I can't claim that these are remotely open-and-shut arguments; perhaps the widespread 
assumption is incorrect, and judges should simply issue opinions that make clear that 
same-sex marriages are invalid, and that when a mayor is conducting them, he's just 
conducting an unofficial ceremony (like a purely religious ceremony, though one that 
may not have a religious component but instead be merely morally and personally 
obligatory on the parties rather than also being religiously obligatory).  But if the 
assumption is correct, I think it's because the mayor is really different from the 
clergy in these respects, not because the clergy should be equally restrictable (or 
even enjoinable).
 
Eugene
 

        -----Original Message----- 
        From: Berg, Thomas C. [mailto:[EMAIL PROTECTED] 
        Sent: Wed 3/17/2004 8:49 PM 
        To: Law & Religion issues for Law Academics 
        Cc: 
        Subject: RE: UU ministers arrested
        
        
        As a matter of wisdom, I don't like these prosecutions of clergy much more 
than Marty does.  We ought always to be concerned when clergy are prosecuted for doing 
core clergy-type things such as performing marriage- or marriage-like ceremonies.  But 
whether the prosecutions are unconstitutional poses a complicated question, which to 
me seems worth discussing as a matter of intellectual exchange on our list.  I won't 
post much more about it, since a lot of the issues Eugene raised in the message below 
have already been explored in posts today.  Here's one remaining question, however.
         
        Unless we distinguish somehow between the mayors' and the clergy's acts, isn't 
there a problem with saying these acts are simply speech.  If they are simply speech, 
then there is absolutely no basis for the widespread (though certainly not uniform) 
sense that the mayors are going outside the law and that their practice of performing 
same-sex marriages ought to be stopped until the constitutionality of the current 
statutory exclusion of same-sex marriages can be decided in the courts.  Likewise, if 
what the mayors are doing is merely speech, then the California Supreme Court's 
(temporary) order to San Francisco's mayor to stop performing marriages is a blatant 
and plainly invalid prior restraint.  Was that even argued in the California courts?  
Or did the parties pretty much assume that what the mayor did was more than just 
speech?  And if so, how is the mayor different than the clergy?
         
        I doubt that this particular question can be answered satisfactorily by saying 
that the mayor is a government employee, as Eugene argued earlier (below).  Even 
though a government employee's speech can be regulated more than a private person's 
can, my sense is that this does not provide sufficient justification for prior 
restraints against government employees' speech, at least not without exceptional 
circumstances.  Snepp v.

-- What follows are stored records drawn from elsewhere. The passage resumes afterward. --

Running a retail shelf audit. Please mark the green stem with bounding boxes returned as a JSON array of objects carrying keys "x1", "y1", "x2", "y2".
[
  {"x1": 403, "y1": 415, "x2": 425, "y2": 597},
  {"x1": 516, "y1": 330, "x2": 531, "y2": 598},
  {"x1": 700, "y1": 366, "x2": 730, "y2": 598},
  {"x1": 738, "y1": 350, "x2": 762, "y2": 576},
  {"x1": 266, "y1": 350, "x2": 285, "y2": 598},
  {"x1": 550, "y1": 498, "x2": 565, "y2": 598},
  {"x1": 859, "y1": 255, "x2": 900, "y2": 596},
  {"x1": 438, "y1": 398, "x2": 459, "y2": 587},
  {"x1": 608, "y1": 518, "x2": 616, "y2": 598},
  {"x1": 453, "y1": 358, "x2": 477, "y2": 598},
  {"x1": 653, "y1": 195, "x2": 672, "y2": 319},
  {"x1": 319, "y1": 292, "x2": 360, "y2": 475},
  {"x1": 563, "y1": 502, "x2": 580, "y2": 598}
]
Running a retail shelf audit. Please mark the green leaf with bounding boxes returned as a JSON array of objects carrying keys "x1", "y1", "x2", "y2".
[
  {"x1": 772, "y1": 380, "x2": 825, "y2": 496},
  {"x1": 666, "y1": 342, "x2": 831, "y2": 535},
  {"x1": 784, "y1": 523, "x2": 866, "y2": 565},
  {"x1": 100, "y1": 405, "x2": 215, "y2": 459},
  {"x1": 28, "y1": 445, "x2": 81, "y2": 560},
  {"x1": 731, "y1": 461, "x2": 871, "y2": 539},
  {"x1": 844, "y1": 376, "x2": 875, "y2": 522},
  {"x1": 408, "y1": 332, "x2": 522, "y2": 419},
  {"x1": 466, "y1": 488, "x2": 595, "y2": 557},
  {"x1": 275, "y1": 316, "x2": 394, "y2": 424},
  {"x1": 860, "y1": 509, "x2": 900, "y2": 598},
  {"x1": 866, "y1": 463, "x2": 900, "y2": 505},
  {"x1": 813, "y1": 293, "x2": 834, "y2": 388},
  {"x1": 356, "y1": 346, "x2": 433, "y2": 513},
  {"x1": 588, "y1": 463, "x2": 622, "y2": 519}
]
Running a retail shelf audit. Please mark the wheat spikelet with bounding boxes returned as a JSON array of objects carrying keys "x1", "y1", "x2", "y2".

United States, which upheld a prior restraint against a 
former CIA employee who had signed an agreement authorizing the government to review 
any book he planned to publish, is, it seems to me, the exception that proves the rule.
         
        Is the mayor different because he has issued licenses -- and that act, not the 
act of solemnizing, is what can constitutionally be prohibited?  But the fundamental 
thing that the mayor does with the license is to sign it, right -- and isn't signing 
also simply a form of expression?  And if the clergy likewise sign a legal document, 
as the story Marty quotes suggests, then again what's the difference?  Is signing a 
legal document -- license, affidavit, whatever -- part of the act of "solemnizing"?